La résistance à la crise du marché high-tech aurait de quoi étonner ? Pas du tout : les entreprises de ce secteur répondent peut-être à des besoins fondamentaux de l'être humain.

Par François Seligmann, directeur de projet chez Orange France
Que les princes de la finance se réjouissent, l’idéogramme chinois pour notre terme occidental de crise n’existe pas. Il semblerait que sa représentation picturale soit composée de deux signes, signifiant en schématisant évolution et menace. Alors, en parodiant Nietzsche, faut-il avoir un "chaos en soi pour enfanter d’une étoile qui danse".
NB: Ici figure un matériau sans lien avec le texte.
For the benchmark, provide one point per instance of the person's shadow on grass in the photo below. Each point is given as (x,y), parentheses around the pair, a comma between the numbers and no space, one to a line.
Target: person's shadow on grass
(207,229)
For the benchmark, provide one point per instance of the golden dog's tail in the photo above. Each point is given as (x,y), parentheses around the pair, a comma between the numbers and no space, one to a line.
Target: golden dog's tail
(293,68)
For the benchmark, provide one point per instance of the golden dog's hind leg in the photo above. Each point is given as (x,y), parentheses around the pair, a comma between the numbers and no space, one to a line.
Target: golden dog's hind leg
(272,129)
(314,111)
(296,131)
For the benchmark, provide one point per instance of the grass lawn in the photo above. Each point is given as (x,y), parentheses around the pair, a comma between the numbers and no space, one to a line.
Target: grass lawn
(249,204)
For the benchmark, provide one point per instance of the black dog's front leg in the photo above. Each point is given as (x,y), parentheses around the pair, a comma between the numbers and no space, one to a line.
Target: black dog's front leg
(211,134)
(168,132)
Chaos devant ou derrière nous ?
Le secteur des nouvelles technologies de l'information et de la communication (NTIC) va-t-il connaître son chaos ou a-t-il déjà enfanté de son étoile et arrive t-il à la faire danser ? Les projectionnistes nous l’assurent, les NTIC devraient moins souffrir du ralentissement économique qui se dessine que d’autres secteurs de la vie économique. Chanceux que nous sommes !
Affectés à la marge
A les croire et dans une vision grand public, les dépenses des ménages seraient faiblement impactées. L’appel pour savoir où est l’être aimé - le fameux "t’es où ?"-, les chats de l’adolescent, la vidéo à la demande du samedi soir, la dernière version logicielle de Microsoft résisteraient à la crise. Et si derrière ces usages, nous avions tout simplement répondu à des besoins fondamentaux de l’être humain qui ne peuvent être affectés qu’à la marge par une situation macro économique dégradée : communiquer, partager, se divertir, garder en mémoire. Nouvelle la technologie … mais bien ancien l’usage.